Aditi Ma’am: It’s the backup plan. “Try to get this key. If it doesn’t exist, give me this value instead of crashing.”

Python

picnic_items = {'apples': 5, 'cups': 2}

print('I am bringing ' + str(picnic_items.get('cups', 0)) + ' cups.')
print('I am bringing ' + str(picnic_items.get('eggs', 0)) + ' eggs.')

Output:

I am bringing 2 cups.
I am bringing 0 eggs.

Chaitanya: It didn’t crash on ‘eggs’! It just gave me 0.

Aditi Ma’am: Exactly. It’s safer and cleaner.

The setdefault() Method (The Lazy Initialization)

Aditi Ma’am: Imagine you are counting votes for the Student Council. You pick up a ballot.

  1. Check if the candidate is already in the dictionary.
  2. If not, add them with 0 votes.
  3. Then add 1 to their count.

Chaitanya: That sounds like an if statement.

Python

if 'Rahul' not in votes:
    votes['Rahul'] = 0
votes['Rahul'] += 1

Aditi Ma’am: We can do that in one line with setdefault(). “Set this key to this value only if it doesn’t exist yet.”

Python

votes = {'Rahul': 1}
votes.setdefault('Rahul', 0) # Does nothing, Rahul is already there.
votes.setdefault('Simran', 0) # Adds Simran with 0.

Project: Character Count (The Letter Analysis)

Aditi Ma’am: Let’s use setdefault() to solve a real problem. I want you to count how many times every letter appears in this sentence: “It was a bright cold day in April, and the clocks were striking thirteen.”

Chaitanya: I’d need 26 variables? count_a, count_b…?

Aditi Ma’am: No! Use a dictionary. The Keys will be the letters, and the Values will be the counts.

Python

message = 'It was a bright cold day in April, and the clocks were striking thirteen.'
count = {}

for character in message:
    count.setdefault(character, 0) # Ensure the key exists
    count[character] = count[character] + 1

print(count)

Output: {'I': 1, 't': 6, ' ': 13, 'w': 2, 'a': 4, ...}

Chaitanya: That was incredibly fast. It handled spaces, commas, and capital letters automatically.

Pretty Printing (pprint)

Chaitanya: The output is ugly though. It’s all one long line.

Aditi Ma’am: Import the pprint module. It stands for “Pretty Print.”

Python

import pprint
pprint.pprint(count)

Output:

{' ': 13,
 ',' : 1,
 'I': 1,
 'a': 4,
 ...}

Aditi Ma’am: It sorts the keys and stacks them neatly. Much easier to read.

Nested Dictionaries (The School Database)

Aditi Ma’am: Now, Chaitanya, you are ready for the final boss. A real database isn’t just a list of names. It’s a structure.

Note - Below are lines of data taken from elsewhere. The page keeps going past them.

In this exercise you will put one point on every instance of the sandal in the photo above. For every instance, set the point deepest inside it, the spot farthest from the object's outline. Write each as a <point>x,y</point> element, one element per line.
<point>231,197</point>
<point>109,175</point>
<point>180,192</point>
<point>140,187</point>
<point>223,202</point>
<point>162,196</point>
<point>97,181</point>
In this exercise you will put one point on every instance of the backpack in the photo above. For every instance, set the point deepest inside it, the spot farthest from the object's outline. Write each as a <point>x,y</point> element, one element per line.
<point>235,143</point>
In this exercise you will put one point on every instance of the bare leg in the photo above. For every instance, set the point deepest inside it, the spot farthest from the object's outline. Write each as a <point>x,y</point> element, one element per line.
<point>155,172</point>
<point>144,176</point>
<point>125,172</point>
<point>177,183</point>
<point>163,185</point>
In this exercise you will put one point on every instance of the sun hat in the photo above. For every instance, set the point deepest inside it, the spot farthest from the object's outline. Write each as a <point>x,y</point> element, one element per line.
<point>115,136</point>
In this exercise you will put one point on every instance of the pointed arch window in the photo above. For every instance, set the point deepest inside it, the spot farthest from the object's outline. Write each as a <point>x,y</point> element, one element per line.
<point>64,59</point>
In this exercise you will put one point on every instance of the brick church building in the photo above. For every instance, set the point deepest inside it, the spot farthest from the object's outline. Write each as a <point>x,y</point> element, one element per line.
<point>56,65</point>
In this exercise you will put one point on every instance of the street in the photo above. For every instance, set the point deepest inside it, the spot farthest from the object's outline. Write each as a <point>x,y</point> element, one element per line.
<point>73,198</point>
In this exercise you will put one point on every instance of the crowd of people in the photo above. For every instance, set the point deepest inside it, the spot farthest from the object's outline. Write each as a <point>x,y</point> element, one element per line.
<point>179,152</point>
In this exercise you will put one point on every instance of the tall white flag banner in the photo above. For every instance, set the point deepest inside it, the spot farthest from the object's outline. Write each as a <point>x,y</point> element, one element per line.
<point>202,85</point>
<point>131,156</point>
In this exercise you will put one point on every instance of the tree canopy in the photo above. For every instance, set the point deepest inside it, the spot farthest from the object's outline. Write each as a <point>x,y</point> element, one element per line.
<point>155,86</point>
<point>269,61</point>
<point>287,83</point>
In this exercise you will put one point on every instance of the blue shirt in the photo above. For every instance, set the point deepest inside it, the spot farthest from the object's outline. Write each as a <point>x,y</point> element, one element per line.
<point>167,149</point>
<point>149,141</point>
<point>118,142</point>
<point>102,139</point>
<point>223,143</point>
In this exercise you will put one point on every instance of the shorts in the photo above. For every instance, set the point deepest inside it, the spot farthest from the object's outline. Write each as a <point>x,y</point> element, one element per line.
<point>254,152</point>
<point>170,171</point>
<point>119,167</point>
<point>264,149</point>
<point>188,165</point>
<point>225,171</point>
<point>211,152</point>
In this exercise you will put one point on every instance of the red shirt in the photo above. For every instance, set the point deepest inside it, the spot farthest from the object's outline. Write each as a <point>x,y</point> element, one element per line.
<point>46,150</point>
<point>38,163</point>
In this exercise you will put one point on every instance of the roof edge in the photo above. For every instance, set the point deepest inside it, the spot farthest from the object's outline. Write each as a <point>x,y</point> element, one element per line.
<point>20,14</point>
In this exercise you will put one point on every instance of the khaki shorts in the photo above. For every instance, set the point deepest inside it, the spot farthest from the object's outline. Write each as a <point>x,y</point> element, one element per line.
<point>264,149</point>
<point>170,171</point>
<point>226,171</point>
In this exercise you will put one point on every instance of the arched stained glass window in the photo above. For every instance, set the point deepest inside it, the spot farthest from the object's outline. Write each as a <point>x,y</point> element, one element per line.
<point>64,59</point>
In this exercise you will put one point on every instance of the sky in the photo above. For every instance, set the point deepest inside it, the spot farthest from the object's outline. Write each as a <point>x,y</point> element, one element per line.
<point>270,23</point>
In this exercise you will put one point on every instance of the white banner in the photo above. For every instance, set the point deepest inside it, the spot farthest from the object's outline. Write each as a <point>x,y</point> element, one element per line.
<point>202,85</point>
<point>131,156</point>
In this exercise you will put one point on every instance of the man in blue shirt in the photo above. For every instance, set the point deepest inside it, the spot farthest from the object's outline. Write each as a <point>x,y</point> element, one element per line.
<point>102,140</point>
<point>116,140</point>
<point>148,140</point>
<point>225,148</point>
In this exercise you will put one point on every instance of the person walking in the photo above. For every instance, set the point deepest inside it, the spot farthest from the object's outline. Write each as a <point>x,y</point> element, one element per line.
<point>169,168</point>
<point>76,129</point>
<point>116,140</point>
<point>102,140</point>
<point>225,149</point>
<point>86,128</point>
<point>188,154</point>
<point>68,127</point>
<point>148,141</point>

  • A Dictionary of Students.
  • Each Student is a Dictionary of Details.

Python

all_students = {
    'Chaitanya': {'age': 15, 'grades': {'Math': 90, 'Science': 85}},
    'Rahul':     {'age': 16, 'grades': {'Math': 55, 'Science': 70}},
}

Chaitanya: That looks complex. How do I get Rahul’s Math grade?

Aditi Ma’am: You drill down.

  1. all_students['Rahul'] gives you Rahul’s dictionary.
  2. ['grades'] gives you the grades dictionary.
  3. ['Math'] gives you the number.

Python

print(all_students['Rahul']['grades']['Math'])

Output: 55

Aditi Ma’am: This is how JSON works. This is how web APIs work. By mastering Nested Dictionaries, you can model anything—from a School System to a Tic-Tac-Toe board.

Summary Box

  • Dictionaries {}: Unordered Key-Value pairs.
  • Access: dict['key'].
  • Methods: keys(), values(), items().
  • get(key, default): Safe retrieval.
  • setdefault(key, val): Set only if missing.
  • pprint: Make it readable.

Aditi’s Pro-Tip: “If you need an ordered list, use a List. If you need to label your data so you can find it later without searching, use a Dictionary.”